12 Jan Genetics and Common Bacteria Affect Atherosclerosis Progression
MedicalResearch.com Interview with:
Caroline Attardo Genco, PhD
Professor Department of Medicine, Section of Infectious Diseases Department of Microbiology
Boston University School of Medicine
MedicalResearch: What is the background for this study? What are the main findings?
Dr. Genco: Atherosclerosis is a common cardiovascular disease associated with heart attack and stroke. Although it has been shown that a diet high in fat as well as exposure to certain bacteria can cause atherosclerosis (the buildup of fats, cholesterol, and other substances on artery walls which can restrict blood flow), we have for the first time identified distinct gene pathways that are altered by these different stimuli. One of these bacteria, Porphyromonas gingivalis, is found in the mouth of humans with periodontal disease. Another is the bacteria Chlamydia pneumoniae, which causes pneumonia. We found that even though these three different stimuli all cause atherosclerosis, the gene pathways are distinct depending upon stimulus. This is the first study that has performed side-by-side comparison of genome-wide gene expression changes to address this issue.
In this study, we used four experimental groups to compare genome-wide expression changes in vascular tissue. The first group was subjected to Porphyromonas gingivalis, while the second group received Chlamydia pneumoniae. The third group was placed on a high-fat Western style diet, while the fourth group was the control group. In collaboration with the Clinical and Translational Science Institute (CTSI) at Boston University, we performed genome-wide microarray profiling and analysis of vascular tissue from all groups to reveal gene pathways altered in vascular tissue by each treatment group.
These findings may explain how specific infections or high-fat diet may cause atherosclerotic plaques to undergo changes that affect their size and stability and may ultimately lead to a heart attack.
MedicalResearch: What should clinicians and patients take away from your report?
Dr.
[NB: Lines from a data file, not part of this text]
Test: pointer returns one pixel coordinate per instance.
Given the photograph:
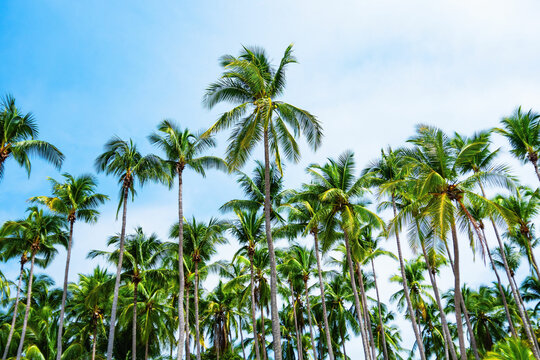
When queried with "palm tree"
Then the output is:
(183, 148)
(201, 240)
(253, 85)
(123, 160)
(522, 130)
(75, 199)
(18, 133)
(41, 232)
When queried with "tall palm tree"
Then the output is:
(75, 198)
(201, 241)
(252, 84)
(183, 149)
(18, 133)
(123, 160)
(522, 130)
(41, 232)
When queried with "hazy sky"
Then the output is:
(370, 71)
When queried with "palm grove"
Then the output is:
(439, 195)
Genco: Given the prevalence of diet-induced obesity and infection with Porphyromonas gingivalis and Chlamydia pneumoniae in the general population and the likelihood of co-morbidity of obesity with chronic or recurring infection with these common pathogens, these findings suggest that the development of atherosclerosis in humans is likely more complex and multifactorial than previously appreciated.
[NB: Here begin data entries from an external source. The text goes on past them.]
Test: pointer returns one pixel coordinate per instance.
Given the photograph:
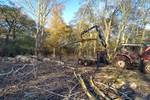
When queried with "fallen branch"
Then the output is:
(82, 83)
(97, 91)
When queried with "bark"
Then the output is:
(54, 52)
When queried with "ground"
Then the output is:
(56, 80)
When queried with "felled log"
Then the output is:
(97, 91)
(82, 83)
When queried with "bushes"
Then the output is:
(19, 46)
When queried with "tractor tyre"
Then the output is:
(80, 61)
(121, 62)
(85, 63)
(147, 68)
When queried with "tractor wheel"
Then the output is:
(121, 62)
(85, 63)
(79, 61)
(147, 68)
Atherosclerotic plaques undergo both progressive and regressive changes, which affect their size and stability. Our gene set expression analysis showed that Chlamydia pneumoniae treatment upregulated the PPAR pathway while Porphyromonas gingivalis treatment downregulated this pathway and thus may indicate a role for Chlamydia pneumoniae in regression and stability of early lesions, while Porphyromonas gingivalis may inhibit plaque regression.
These findings, which currently appear in BMC Genomics, suggest that future therapies for this disease may need to be individualized.
MedicalResearch: What recommendations do you have for future research as a result of this study?
Dr. Genco: We are working on developing a model of atherosclerotic plaque regression to test our hypotheses that these two pathogens can have different effects on the regression of vascular plaque. Furthermore, we are interested in testing interventions that alter the PPAR pathway, such as Rosiglitazone, a PPAR agonist that is used clinically to improve insulin sensitivity. Loss of insulin sensitivity is often observed in patients with obesity, which is a contributing factor to the development of atherosclerosis. On a basic science level, we are currently directing our areas of investigation to study the effect of different atherogenic stimuli on systemic innate and adaptive immune responses.